Oh, non, elle n'avait jamais été un loup. Elle ne s'était jamais fondue dans la masse, mais ne possédait ni crocs, ni griffes, ni hurlements qui glaçait le sang. Elle se serait plus identifiée à un chien de berger : se défendre, protéger les plus faibles à grands coups d'armes et d'idéalismes, c'était ça son boulot. Elle avait cru que ce rôle lui conviendrait toute sa vie.
Jusqu'à ce qu'elle se confronte aux véritables loups.
Elle n'était plus sûre de rien, maintenant.
Elle n'aspirait peut-être pas à une vie tranquille, c'est vrai, mais elle n'aurait jamais imaginé mettre un jour les pieds dans tout ça. Elle connaissait l'agressivité. Elle connaissait les difficultés. Elle connaissait la mort, aussi. C'était son métier, après tout. Mais passer de ça à un monde d'une telle violence, inouïe, impensable, inénarrable ? Elle n'aurait même pas pu l'imaginer.

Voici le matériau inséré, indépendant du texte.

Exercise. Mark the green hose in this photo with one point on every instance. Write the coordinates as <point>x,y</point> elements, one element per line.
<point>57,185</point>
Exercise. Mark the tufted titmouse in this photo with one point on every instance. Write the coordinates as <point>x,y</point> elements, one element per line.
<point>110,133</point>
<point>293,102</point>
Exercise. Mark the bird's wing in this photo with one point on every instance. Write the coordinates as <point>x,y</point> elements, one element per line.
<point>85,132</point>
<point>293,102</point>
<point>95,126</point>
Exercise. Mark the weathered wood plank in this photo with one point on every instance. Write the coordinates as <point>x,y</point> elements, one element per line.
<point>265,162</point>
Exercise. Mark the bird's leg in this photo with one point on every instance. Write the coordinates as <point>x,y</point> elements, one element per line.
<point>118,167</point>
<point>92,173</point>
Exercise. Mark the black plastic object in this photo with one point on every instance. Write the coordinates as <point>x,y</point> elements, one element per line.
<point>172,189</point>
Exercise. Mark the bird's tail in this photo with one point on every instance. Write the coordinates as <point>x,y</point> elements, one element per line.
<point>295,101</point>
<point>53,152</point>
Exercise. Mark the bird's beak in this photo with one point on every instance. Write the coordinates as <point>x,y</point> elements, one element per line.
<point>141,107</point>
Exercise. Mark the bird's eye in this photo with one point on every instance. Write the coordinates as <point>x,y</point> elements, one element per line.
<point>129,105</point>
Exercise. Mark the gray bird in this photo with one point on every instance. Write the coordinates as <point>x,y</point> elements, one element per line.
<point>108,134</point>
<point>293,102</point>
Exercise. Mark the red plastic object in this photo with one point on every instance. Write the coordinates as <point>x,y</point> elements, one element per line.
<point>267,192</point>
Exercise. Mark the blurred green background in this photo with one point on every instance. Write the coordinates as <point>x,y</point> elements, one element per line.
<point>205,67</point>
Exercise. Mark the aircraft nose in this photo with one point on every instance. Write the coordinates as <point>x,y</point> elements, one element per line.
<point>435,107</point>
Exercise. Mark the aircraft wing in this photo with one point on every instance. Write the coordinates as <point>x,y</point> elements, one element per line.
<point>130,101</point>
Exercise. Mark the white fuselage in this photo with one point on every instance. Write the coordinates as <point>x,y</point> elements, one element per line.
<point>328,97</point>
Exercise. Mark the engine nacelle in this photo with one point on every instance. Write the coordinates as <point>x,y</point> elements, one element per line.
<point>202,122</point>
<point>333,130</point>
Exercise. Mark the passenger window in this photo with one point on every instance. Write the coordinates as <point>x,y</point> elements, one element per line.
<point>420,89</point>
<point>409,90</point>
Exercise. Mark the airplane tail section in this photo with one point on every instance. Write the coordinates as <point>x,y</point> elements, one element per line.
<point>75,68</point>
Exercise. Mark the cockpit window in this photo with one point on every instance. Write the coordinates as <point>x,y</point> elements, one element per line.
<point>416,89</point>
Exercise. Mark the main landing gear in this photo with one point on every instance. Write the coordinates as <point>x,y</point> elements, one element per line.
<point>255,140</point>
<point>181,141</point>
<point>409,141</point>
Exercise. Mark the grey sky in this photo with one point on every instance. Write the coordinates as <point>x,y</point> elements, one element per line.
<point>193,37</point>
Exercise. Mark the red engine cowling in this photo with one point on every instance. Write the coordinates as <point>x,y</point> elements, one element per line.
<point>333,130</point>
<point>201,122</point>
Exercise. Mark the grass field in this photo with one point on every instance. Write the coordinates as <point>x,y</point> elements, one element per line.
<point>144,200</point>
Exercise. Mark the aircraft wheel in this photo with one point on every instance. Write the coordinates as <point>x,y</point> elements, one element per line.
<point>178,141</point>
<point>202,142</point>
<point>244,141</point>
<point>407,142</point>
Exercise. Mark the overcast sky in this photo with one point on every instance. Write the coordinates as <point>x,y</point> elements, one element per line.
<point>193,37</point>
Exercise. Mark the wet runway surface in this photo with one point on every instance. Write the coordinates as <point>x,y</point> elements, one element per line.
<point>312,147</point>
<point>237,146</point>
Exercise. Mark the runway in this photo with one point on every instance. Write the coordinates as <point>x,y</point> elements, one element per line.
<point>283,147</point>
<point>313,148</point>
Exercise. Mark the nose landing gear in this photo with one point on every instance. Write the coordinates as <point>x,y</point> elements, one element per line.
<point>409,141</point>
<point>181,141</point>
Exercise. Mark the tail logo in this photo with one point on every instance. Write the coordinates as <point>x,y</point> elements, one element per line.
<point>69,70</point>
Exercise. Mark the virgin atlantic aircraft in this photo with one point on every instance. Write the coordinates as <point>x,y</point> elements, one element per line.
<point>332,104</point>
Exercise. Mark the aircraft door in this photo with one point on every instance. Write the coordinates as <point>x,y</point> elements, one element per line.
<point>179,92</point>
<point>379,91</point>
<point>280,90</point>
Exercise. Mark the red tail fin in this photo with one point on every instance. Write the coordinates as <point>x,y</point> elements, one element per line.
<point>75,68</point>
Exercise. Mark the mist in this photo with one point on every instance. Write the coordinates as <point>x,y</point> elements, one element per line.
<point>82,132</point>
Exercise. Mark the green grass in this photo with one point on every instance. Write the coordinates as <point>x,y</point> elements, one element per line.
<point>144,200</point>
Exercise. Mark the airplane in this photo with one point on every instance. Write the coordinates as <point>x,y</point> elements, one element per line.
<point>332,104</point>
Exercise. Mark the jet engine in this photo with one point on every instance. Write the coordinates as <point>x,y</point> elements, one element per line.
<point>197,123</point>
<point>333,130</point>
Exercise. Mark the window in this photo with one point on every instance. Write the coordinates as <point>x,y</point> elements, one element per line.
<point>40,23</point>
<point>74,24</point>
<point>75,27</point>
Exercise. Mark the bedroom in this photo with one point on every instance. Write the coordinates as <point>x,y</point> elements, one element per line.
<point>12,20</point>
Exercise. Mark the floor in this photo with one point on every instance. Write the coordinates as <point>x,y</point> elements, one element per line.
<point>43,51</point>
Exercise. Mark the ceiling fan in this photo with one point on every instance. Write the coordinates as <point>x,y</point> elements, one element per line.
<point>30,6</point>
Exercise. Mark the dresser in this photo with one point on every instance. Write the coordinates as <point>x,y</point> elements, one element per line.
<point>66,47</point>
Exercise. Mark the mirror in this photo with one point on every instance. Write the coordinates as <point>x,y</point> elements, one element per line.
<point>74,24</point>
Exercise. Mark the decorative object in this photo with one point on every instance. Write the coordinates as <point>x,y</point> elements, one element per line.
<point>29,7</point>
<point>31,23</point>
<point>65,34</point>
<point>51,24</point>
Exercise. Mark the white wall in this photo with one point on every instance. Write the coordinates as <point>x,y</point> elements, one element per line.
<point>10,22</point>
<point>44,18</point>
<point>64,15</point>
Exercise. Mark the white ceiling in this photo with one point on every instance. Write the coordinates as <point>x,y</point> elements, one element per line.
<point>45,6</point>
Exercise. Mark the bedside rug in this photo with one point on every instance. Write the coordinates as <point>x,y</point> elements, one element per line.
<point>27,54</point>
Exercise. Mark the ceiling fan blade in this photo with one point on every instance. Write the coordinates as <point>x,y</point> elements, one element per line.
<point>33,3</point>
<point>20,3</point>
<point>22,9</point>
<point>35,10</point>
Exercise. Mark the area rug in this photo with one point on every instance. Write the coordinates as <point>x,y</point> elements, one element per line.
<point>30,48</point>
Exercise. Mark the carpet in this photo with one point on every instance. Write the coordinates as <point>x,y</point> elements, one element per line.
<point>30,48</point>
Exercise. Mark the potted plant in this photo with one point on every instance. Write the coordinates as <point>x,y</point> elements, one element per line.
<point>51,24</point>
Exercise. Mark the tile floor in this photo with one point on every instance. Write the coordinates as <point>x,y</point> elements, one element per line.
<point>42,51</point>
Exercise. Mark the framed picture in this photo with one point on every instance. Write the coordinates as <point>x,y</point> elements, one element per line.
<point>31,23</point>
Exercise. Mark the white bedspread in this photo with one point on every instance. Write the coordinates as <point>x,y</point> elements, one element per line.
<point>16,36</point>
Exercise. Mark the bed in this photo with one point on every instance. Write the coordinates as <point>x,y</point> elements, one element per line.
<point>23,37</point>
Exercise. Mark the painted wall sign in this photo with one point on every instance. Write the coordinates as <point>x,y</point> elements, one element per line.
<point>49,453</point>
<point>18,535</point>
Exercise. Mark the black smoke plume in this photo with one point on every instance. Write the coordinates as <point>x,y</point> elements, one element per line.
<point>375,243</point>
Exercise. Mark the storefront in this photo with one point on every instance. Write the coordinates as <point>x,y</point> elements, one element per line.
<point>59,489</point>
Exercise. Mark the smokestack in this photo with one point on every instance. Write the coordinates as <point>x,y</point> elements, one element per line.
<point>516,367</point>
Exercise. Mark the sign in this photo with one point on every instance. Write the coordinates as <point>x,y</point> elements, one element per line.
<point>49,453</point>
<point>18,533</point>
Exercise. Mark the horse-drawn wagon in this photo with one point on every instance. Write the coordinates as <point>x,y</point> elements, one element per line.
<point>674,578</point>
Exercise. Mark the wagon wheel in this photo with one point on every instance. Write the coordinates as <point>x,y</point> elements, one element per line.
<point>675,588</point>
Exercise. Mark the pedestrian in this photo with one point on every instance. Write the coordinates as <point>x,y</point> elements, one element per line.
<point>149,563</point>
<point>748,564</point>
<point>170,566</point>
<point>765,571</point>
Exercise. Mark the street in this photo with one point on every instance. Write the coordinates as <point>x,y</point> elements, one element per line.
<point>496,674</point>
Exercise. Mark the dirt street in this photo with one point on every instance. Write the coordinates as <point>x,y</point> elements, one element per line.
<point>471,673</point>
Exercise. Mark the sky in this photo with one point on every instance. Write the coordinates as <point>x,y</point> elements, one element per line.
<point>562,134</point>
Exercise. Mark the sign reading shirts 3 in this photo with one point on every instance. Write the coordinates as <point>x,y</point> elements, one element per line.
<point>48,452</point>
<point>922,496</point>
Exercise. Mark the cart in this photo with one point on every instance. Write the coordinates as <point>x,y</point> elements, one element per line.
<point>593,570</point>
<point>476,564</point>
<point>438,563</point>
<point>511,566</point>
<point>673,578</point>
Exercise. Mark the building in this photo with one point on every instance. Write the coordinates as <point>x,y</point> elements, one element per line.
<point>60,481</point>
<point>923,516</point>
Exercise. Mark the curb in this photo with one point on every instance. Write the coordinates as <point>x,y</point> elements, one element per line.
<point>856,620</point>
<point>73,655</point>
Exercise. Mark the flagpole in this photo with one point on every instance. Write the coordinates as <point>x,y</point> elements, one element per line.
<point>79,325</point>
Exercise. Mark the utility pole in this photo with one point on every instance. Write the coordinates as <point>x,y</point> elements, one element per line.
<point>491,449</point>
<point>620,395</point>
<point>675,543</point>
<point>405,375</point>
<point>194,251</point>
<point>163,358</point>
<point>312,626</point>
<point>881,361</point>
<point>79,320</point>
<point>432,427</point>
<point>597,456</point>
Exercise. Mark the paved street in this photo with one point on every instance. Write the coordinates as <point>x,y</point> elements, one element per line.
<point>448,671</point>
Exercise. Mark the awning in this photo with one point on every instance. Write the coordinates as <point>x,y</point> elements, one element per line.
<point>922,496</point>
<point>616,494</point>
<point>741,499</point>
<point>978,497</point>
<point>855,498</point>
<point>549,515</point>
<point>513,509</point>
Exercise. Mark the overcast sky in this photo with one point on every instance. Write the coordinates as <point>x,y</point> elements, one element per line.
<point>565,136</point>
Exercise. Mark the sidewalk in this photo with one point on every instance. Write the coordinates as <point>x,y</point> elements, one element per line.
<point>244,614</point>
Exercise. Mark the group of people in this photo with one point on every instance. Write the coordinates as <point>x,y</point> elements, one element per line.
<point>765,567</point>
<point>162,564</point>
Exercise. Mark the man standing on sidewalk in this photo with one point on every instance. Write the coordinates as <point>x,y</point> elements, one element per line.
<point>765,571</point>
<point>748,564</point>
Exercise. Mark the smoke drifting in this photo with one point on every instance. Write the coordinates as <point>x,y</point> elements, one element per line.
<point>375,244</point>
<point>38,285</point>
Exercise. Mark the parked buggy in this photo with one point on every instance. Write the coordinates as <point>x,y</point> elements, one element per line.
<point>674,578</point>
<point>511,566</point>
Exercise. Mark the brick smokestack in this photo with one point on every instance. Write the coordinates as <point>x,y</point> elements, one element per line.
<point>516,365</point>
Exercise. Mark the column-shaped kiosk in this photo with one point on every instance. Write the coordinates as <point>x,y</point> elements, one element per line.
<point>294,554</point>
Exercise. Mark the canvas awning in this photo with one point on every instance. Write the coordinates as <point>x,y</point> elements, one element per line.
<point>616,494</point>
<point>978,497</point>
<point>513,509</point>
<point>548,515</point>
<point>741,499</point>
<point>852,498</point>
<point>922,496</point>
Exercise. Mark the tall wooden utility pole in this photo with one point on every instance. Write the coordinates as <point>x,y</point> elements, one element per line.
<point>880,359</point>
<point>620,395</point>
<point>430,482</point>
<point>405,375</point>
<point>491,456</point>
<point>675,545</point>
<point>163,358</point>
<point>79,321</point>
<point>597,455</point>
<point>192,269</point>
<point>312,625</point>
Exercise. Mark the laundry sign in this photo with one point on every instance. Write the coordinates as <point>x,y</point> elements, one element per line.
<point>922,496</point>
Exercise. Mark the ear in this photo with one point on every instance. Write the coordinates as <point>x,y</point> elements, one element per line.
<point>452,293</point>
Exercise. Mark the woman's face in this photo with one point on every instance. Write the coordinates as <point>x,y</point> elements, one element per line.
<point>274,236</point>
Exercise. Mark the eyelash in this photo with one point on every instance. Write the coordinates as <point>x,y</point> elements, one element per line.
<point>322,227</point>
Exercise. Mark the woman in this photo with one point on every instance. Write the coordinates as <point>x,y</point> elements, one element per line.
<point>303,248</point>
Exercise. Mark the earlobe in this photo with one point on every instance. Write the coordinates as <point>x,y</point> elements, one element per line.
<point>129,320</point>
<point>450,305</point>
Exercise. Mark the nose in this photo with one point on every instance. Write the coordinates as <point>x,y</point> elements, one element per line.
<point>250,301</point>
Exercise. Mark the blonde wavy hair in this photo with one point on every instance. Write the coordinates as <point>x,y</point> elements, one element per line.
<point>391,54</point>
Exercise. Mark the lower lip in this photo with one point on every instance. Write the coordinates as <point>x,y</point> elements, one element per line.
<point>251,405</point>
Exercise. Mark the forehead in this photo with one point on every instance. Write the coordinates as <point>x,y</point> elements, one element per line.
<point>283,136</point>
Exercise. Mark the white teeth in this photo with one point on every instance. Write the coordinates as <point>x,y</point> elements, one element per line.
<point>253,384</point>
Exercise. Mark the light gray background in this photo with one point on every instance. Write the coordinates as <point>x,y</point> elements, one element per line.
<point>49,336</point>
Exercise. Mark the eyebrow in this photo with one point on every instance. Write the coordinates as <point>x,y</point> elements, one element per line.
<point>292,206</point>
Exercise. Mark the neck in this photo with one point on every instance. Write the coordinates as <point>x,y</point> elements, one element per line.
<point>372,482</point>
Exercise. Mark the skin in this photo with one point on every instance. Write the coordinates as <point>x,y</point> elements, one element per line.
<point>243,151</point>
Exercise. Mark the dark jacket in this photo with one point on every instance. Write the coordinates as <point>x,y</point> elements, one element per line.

Elle aurait dû s'y attendre, pourtant. Mais elle y avait vraiment cru. Elle y croyait, qu'elle serait à la hauteur, qu'elle parviendrait à se créer une place dans ce milieu horrifique, qu'elle parviendrait à changer ce monde qui la bouleversait tant. Qu'elle parviendrait à punir les coupables. À instaurer la justice.
Et elle avait réussit, pendant un temps. Elle l'avait fait.
Elle n'en était que tombé de plus haut.
- Tu ne survivras pas ici.
Cette trahison avait l'amertume du sel et le piquant du poivre, la pointe acérée du verre et la couleur de la haine.
Elle n'avait jamais été un loup, n'avait jamais vraiment fait partie de leur meute. Pourtant, ses mains immaculées étaient maintenant couvertes de sang poupre.
C'était un trop plein d'émotions. Des regrets, des remords. Elle aurait dû agir plus vite. Elle n'aurait pas dû intervenir. Elle aurait dû les dénoncer. Elle n'aurait jamais dû se mêler à leurs affaires. Elle aurait dû lui tirer dessus. Elle n'aurait jamais dû pointer son arme sur lui.
Elle se sentait vide, bafouée et inutile. Le seul rôle qu'elle aurait pu avoir, elle ne l'avait même pas décidé elle-même. Elle avait été trahie.
Elle se sentait si faible.
Qu'aurait-elle dû faire ? Qu'aurait-elle pu faire ?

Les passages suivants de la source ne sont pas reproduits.